Christophe Panzani: Les correspondances

Christophe Panzani: Les correspondances

 (The Drops Music / Outhere)

CHRISTOPHE PANZANI QUINTET
Christophe Panzani : saxophone ténor - Vincent Peirani : accordéon, Pierre Perchaud : guitare - Bruno Schorp : contrebasse - Antoine Paganotti : batterie

QUATUOR VOCE
Cécile Roubin & Sarah Dayan : violon - Guillaume Becker : alto - Lydia Shelley : violoncelle

ARTE COMBO
Mayu Sato : flûte - Annelise Clément : clarinette, Cyril Normand : cor français - Frank Sibold : basson
Isabelle Olivier : harpe

 

On ne peut pas dire que Christophe Panzani refasse toujours le même album. Après « Les mauvais tempéraments », le précédent, où il se confrontait à des pianistes en une série de duo, il créé pour ce nouveau projet le Large Ensemble. La réunion d’un quatuor à cordes (le Quatuor Voce), d’un quintet à vent (Arte Combo) et son propre quintet jazz (avec guitare et accordéon!). Après s’être acoquiné avec le rock ou la musique progressive depuis le début des années 70, les passerelles entre musique classique  et le jazz sont de plus en plus fréquentes, peut-être parce que les musiciens actuels ont souvent la double formation qui leur permet d’appréhender les deux genres avec autant de pertinence. Ce sont donc ces correspondances (au sens d’échanges épistolaires) que le saxophoniste va explorer dans ce nouvel opus. Une étude fort pertinente sur  l’intertextualité musicale entre le jazz moderne et la musique classique du 20e siècle.

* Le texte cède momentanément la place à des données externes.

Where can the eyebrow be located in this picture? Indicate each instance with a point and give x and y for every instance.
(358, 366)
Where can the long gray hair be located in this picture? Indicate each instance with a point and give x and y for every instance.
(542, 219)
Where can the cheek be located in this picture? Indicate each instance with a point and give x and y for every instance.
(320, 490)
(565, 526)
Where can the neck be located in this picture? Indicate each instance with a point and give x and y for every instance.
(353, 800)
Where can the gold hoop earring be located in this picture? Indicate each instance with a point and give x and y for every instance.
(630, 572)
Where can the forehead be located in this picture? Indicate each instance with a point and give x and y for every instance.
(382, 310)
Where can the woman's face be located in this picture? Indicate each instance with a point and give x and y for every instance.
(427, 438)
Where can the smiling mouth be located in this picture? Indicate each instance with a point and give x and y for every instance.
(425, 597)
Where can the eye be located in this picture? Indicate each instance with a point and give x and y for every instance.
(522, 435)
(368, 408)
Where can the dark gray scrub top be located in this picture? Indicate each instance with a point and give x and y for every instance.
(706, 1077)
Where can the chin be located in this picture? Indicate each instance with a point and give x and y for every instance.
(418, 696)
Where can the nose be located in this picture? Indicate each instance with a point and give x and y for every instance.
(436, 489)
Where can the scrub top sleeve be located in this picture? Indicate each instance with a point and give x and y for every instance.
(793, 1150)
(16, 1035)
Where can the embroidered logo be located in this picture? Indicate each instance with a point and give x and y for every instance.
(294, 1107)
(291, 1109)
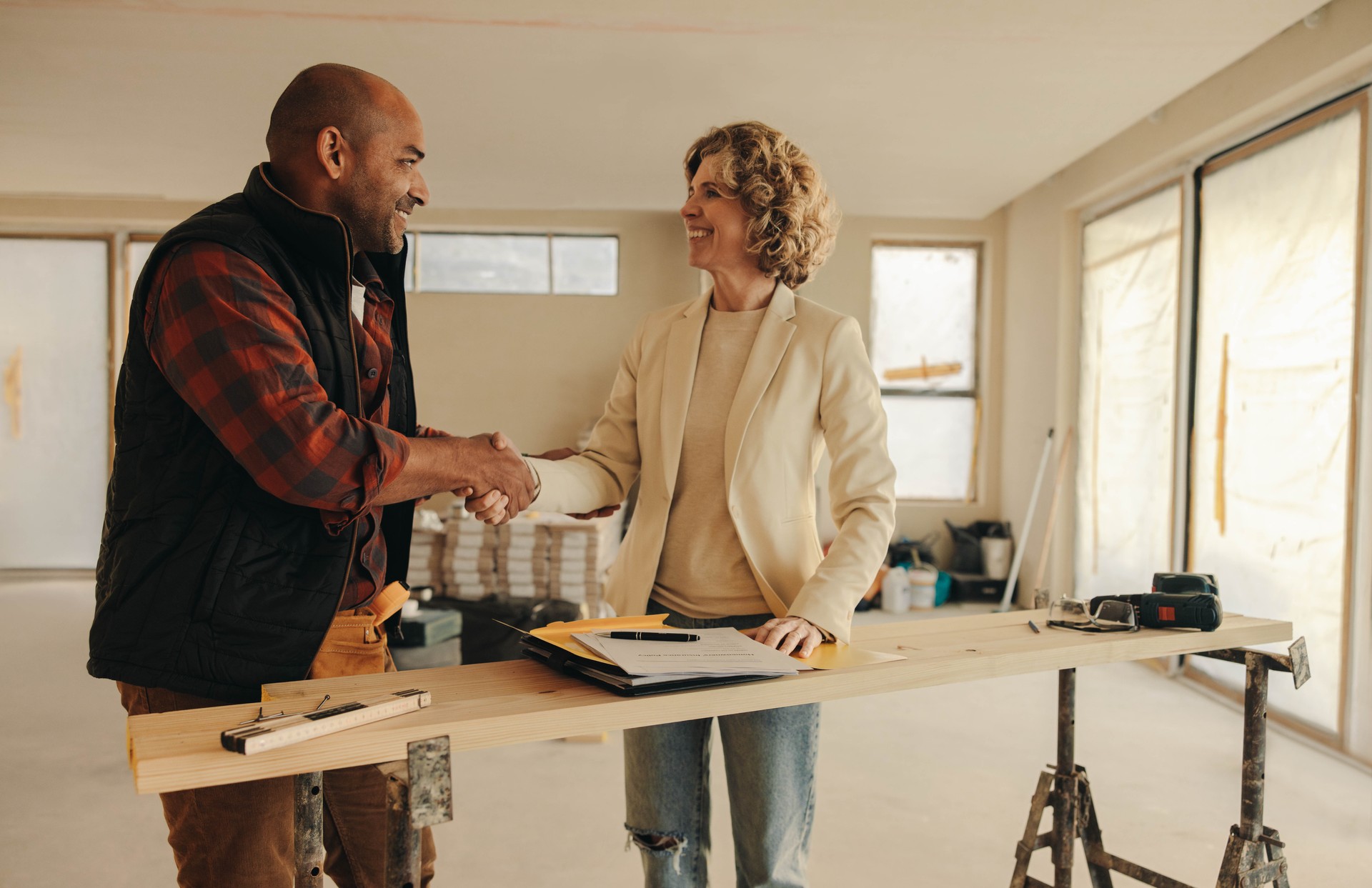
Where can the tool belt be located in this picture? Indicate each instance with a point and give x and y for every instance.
(356, 640)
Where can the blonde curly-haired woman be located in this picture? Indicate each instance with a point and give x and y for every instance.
(720, 408)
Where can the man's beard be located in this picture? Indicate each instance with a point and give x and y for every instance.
(371, 220)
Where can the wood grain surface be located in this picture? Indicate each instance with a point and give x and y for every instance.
(493, 704)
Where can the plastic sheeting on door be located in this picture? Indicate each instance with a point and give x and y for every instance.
(52, 478)
(1127, 414)
(1275, 360)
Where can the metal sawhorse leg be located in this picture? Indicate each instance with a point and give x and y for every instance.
(1253, 857)
(419, 794)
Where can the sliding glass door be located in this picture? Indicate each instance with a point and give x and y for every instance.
(1273, 429)
(1127, 399)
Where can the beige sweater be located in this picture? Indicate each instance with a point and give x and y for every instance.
(807, 386)
(703, 572)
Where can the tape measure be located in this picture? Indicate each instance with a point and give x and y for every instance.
(258, 737)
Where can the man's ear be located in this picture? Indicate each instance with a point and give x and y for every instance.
(331, 150)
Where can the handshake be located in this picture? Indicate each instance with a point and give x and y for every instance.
(501, 482)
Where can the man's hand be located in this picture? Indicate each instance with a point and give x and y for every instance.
(498, 471)
(788, 634)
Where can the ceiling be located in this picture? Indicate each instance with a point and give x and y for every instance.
(913, 109)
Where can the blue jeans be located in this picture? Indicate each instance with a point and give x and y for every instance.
(770, 766)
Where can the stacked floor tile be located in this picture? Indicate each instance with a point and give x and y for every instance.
(427, 560)
(468, 567)
(522, 557)
(580, 554)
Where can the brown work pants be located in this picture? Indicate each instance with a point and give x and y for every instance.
(243, 835)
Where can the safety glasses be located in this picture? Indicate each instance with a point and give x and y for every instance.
(1108, 617)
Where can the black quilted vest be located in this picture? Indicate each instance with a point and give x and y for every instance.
(206, 584)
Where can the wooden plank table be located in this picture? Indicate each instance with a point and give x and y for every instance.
(519, 702)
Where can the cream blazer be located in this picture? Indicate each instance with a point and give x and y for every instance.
(807, 384)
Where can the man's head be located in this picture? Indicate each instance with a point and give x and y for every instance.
(349, 143)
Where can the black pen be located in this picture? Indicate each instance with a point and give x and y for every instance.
(648, 636)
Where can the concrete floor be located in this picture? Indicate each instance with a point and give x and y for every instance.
(918, 788)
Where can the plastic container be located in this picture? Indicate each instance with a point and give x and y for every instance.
(923, 588)
(895, 591)
(995, 555)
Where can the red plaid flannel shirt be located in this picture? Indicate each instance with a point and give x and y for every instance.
(225, 336)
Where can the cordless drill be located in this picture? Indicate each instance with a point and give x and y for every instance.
(1176, 602)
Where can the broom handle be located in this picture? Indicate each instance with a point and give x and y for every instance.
(1053, 512)
(1024, 534)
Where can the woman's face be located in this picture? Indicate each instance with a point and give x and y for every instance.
(715, 224)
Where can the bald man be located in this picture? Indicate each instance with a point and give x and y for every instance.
(268, 459)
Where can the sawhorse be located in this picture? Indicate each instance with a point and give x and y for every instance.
(419, 794)
(1252, 859)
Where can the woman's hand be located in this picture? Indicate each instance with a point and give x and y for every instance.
(788, 634)
(562, 453)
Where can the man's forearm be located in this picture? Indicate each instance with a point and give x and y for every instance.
(435, 466)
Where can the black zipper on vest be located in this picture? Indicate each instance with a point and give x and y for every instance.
(357, 381)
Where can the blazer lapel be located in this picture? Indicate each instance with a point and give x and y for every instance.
(769, 349)
(678, 379)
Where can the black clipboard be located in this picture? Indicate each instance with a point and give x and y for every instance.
(614, 679)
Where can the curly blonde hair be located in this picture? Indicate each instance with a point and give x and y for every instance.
(792, 219)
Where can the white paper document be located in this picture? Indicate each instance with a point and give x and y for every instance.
(718, 652)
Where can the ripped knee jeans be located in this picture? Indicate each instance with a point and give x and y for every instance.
(770, 770)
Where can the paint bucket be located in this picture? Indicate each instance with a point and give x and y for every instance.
(923, 582)
(895, 591)
(995, 555)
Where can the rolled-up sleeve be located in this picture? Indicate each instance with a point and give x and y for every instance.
(228, 341)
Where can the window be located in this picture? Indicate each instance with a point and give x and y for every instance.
(925, 305)
(572, 265)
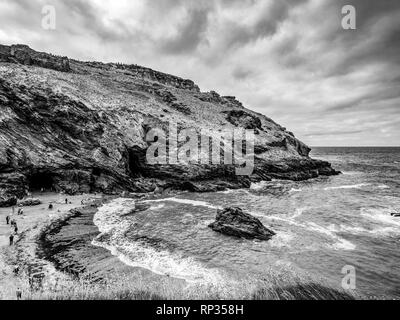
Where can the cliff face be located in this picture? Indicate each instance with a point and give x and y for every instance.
(81, 126)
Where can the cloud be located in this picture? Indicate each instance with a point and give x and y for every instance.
(288, 59)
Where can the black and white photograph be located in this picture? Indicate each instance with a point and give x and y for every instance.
(199, 150)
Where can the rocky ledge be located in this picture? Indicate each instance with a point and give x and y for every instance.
(234, 222)
(73, 126)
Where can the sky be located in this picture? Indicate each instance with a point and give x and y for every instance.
(288, 59)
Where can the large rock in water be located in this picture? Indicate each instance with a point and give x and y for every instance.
(73, 126)
(234, 222)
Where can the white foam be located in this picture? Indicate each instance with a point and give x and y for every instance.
(258, 185)
(281, 240)
(187, 201)
(352, 173)
(382, 216)
(383, 186)
(340, 244)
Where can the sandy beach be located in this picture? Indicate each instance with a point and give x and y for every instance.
(24, 251)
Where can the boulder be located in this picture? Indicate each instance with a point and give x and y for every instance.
(29, 202)
(234, 222)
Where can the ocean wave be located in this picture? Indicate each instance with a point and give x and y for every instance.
(340, 244)
(113, 227)
(352, 173)
(355, 186)
(187, 201)
(380, 215)
(162, 262)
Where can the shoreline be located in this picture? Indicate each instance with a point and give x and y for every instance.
(59, 247)
(36, 221)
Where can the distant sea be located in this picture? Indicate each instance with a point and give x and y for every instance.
(322, 225)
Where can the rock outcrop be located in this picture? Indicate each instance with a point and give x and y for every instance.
(235, 222)
(73, 126)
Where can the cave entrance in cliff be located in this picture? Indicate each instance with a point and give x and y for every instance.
(136, 159)
(41, 180)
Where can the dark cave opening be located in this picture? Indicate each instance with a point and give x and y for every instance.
(41, 180)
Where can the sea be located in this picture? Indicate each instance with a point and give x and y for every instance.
(326, 229)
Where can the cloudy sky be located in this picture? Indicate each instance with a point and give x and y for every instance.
(288, 59)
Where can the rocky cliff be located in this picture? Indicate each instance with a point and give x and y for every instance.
(80, 127)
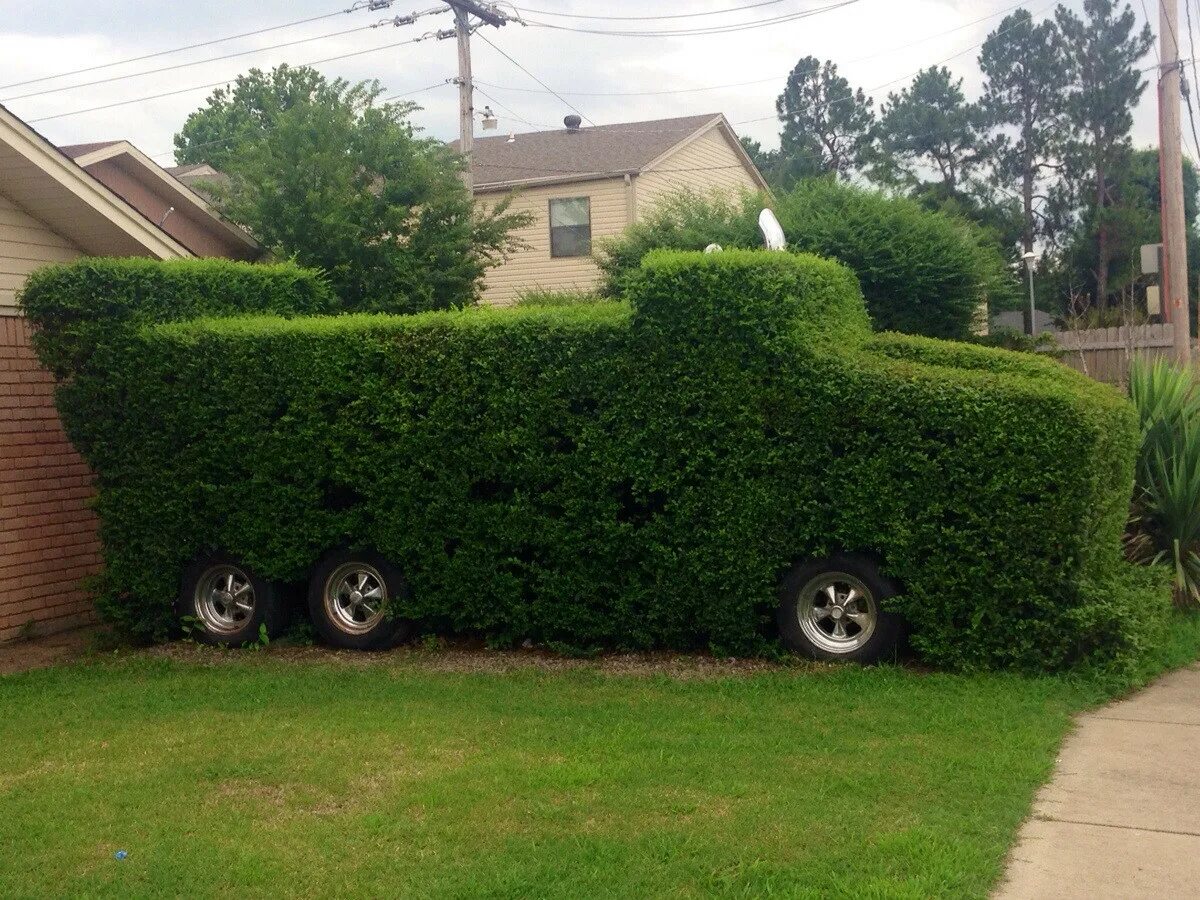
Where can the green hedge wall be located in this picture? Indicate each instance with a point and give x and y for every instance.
(624, 475)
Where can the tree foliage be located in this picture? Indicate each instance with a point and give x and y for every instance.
(929, 126)
(827, 124)
(1102, 51)
(1023, 107)
(327, 174)
(922, 271)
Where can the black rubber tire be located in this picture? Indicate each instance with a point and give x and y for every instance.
(886, 641)
(268, 606)
(388, 633)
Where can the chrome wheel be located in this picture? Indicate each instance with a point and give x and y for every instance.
(225, 599)
(837, 612)
(355, 595)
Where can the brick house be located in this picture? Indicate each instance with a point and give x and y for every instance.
(58, 204)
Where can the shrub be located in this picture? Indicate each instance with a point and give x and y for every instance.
(922, 273)
(627, 475)
(1165, 525)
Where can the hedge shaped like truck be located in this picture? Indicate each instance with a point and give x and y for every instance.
(729, 457)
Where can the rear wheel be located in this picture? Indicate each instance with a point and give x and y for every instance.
(832, 610)
(351, 598)
(226, 603)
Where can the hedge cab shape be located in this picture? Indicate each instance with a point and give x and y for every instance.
(729, 459)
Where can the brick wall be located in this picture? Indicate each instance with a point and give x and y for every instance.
(47, 533)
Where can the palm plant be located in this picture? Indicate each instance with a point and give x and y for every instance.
(1164, 528)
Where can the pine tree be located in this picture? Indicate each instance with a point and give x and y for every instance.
(1023, 106)
(1103, 51)
(929, 126)
(827, 125)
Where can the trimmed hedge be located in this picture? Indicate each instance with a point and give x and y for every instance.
(625, 475)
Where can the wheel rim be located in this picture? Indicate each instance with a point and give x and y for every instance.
(837, 612)
(225, 599)
(355, 597)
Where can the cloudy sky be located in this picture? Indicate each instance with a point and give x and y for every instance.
(877, 43)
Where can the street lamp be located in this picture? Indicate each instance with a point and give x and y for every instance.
(1029, 257)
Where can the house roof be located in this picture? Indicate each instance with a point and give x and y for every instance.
(171, 187)
(41, 178)
(585, 153)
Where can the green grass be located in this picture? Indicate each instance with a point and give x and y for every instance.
(249, 775)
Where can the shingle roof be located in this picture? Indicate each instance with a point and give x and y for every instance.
(76, 150)
(589, 150)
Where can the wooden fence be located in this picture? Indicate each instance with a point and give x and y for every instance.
(1104, 353)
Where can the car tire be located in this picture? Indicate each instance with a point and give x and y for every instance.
(222, 601)
(349, 595)
(832, 610)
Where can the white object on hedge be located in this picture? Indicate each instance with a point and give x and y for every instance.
(772, 232)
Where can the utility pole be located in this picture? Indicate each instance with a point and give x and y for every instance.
(466, 95)
(490, 16)
(1170, 162)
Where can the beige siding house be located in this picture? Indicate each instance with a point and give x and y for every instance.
(586, 184)
(109, 201)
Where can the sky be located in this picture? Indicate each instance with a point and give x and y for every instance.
(879, 45)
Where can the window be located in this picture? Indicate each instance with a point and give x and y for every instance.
(570, 227)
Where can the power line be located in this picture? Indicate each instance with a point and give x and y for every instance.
(911, 75)
(225, 82)
(186, 65)
(569, 105)
(699, 31)
(643, 18)
(173, 49)
(237, 137)
(757, 81)
(1195, 78)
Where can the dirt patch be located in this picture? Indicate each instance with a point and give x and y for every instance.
(468, 659)
(48, 651)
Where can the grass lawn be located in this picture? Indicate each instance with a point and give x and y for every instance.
(241, 774)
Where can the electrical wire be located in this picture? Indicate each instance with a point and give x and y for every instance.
(1195, 78)
(645, 18)
(235, 137)
(569, 105)
(186, 65)
(699, 31)
(223, 83)
(174, 49)
(757, 81)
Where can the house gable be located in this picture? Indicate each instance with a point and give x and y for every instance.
(43, 181)
(711, 160)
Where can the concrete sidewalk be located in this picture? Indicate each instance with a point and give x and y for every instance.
(1121, 816)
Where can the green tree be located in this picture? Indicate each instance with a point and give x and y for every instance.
(1023, 108)
(235, 115)
(339, 180)
(922, 271)
(929, 126)
(827, 125)
(1102, 51)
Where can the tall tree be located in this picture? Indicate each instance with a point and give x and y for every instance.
(929, 126)
(1023, 106)
(341, 181)
(233, 117)
(1102, 51)
(827, 124)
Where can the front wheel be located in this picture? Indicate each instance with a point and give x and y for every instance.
(349, 599)
(227, 604)
(832, 610)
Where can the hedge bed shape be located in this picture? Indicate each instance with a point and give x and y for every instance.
(612, 475)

Outre trois de ses propres compositions, Panzani arrange donc à sa manière trois œuvres rares du répertoire, écrites à l’origine pour le piano. Satie, Darius Milhaud et Messiaen. Ces correspondances sont donc plus des rencontres qu’un affrontement entre deux mondes musicaux. Car ceux-ci ont beaucoup à se dire. Jouer du Messiaen comme un standard de jazz n’aurais pas vraiment de sens, sans l’imagination du saxophoniste. L’allant de la guitare de Pierre Perchaud sur la deuxième « Danse de Travers » (Satie) allié à un ténor virevoltant et un accordéon balkanique à tout pour séduire.  Il en sera de même quand les cordes et les vents entremêlent leurs croches alors que contrebasse et batterie marquent le tempo. Da la musique savante qui s’encanaille dans des impros jazz. Faire jouer du modal à un basson, un cor français, un alto et un violoncelle sur une compo Darius Milhaud peut paraitre -à certains- offensant ou pour le moins singulier. Et pourtant écoutez cet album, vous ne pourrez qu’être convaincu que ces musiques peuvent exister ensemble. De plus le disque n’a pas bénéficié d’artifices de studio, il a été enregistré en public, les applaudissements en témoignent!